Effects of firing of CC5 on the activity of neurons in the cerebral ganglion
Feeding-related neuron C-PR
Neuron C-PR (cerebral-pedal regulator) is located bilaterally in the cerebral M cluster. C-PR is activated when the animal is aroused by food (Teyke et al., 1990b, 1991). We found that firing CC5 at a high rate (>15 Hz) inhibited the activity of C-PR (Fig.9 A1). Similarly, firing of C-PR inhibited CC5 (Fig. 9 A2). The inhibition of either cell was not associated with the presence of distinct fast IPSPs. The inhibitory effects of the neurons on one another were reversibly blocked when the head ganglia were bathed in a high-divalent cation solution (Fig.9 B1,B2). Although this experiment suggests that the connections between the two cells involves an interposed interneuron, the experiment is not definitive because the inhibitory effects required relatively high frequency of firing of the cells, and it was not possible to precisely match this frequency in the high-divalent cation solution.

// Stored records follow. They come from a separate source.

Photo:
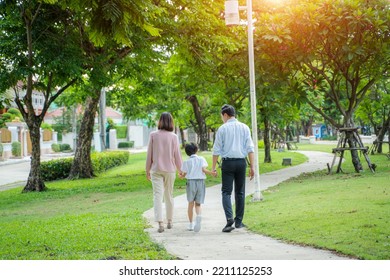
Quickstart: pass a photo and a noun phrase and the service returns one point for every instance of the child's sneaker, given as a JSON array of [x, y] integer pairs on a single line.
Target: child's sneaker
[[191, 227], [197, 223]]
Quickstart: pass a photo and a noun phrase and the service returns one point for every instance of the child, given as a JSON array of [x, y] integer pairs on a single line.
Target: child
[[194, 169]]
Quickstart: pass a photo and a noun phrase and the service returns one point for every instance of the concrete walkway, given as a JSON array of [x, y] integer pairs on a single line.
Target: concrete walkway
[[212, 244]]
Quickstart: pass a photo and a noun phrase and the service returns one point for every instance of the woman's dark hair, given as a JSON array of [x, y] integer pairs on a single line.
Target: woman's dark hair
[[166, 122], [229, 110], [191, 149]]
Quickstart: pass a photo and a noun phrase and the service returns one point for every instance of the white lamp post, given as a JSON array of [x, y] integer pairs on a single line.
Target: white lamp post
[[231, 18]]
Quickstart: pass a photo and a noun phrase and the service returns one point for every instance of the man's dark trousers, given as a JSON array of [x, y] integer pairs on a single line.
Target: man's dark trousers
[[233, 171]]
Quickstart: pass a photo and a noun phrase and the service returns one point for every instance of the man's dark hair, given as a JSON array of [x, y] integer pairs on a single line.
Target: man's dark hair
[[191, 149], [229, 110], [166, 122]]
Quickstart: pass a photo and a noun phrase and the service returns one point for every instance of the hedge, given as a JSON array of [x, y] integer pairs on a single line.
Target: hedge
[[129, 144], [60, 168]]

The inhibition that C-PR evokes in CC5 suggests that C-PR activity should be associated with a decrease of activity of PAS, the excitatory follower of CC5. Indeed, we found that firing of C-PR bilaterally inhibited firing of PAS (Fig. 10 A). The inhibition of PAS could be an indirect effect attributable to the inhibition of CC5 (which excites PAS), but we also found that C-PR appeared to directly evoke an IPSP in PAS (Fig. 10 B1), and the IPSP persisted in a high-divalent cation solution (Fig.10 B2). This inhibitory connection accounts, at least in part, for the previously described inhibition of PAS produced by electrical stimulation of the pedal connective (Xin et al., 1996). The mutual inhibitory interrelation between CC5 and C-PR is consistent with a role of CC5 in contributing to neck shortening, because when animals are aroused by food, C-PR contributes to the generation of a head lifting response in which the neck of the animal extends and lengthens (Teyke et al., 1990b).

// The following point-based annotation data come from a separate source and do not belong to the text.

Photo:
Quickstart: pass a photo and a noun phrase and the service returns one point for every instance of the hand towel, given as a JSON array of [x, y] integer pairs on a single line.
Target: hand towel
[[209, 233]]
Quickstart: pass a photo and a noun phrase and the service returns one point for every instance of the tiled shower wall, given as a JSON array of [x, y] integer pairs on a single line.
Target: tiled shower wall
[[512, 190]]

We found that CC5 had polysynaptic effects on the metacerebral cell (MCC), a serotonergic neuron that is active when the animal is in a food-aroused state and that produces a number of the behavioral effects associated with food-induced arousal (Weiss et al., 1978;Kupfermann and Weiss, 1982; Rosen et al., 1989). When CC5 was fired, MCC firing was briefly suppressed and was then enhanced (Fig.11 A). To reveal any underlying synaptic potentials, spike activity of the MCC was suppressed by hyperpolarizing current (Fig. 11 B). The hyperpolarized MCC typically exhibited a spontaneous, regular depolarizing potential, which probably corresponds to the compound excitatory-inhibitory potential (the inhibitory component is flipped) that can be observed when the cell is at resting potential and is firing (Weiss and Kupfermann, 1976). Firing of CC5 evoked a brief burst of depolarizations, which appear to represent an increase of the firing of the interneuron that produces the excitatory-inhibitory potentials in the MCC. The brief burst of the depolarizing potential abruptly terminated, followed by a period in which the spontaneous depolarizing potential was no longer evident, suggesting that the relevant interneuron ceased to fire. Thus, it appears that the effects of CC5 on the MCC are attributable to an initial increase of inhibition produced by one or more interneurons, followed by disinhibition and perhaps postinhibitory rebound.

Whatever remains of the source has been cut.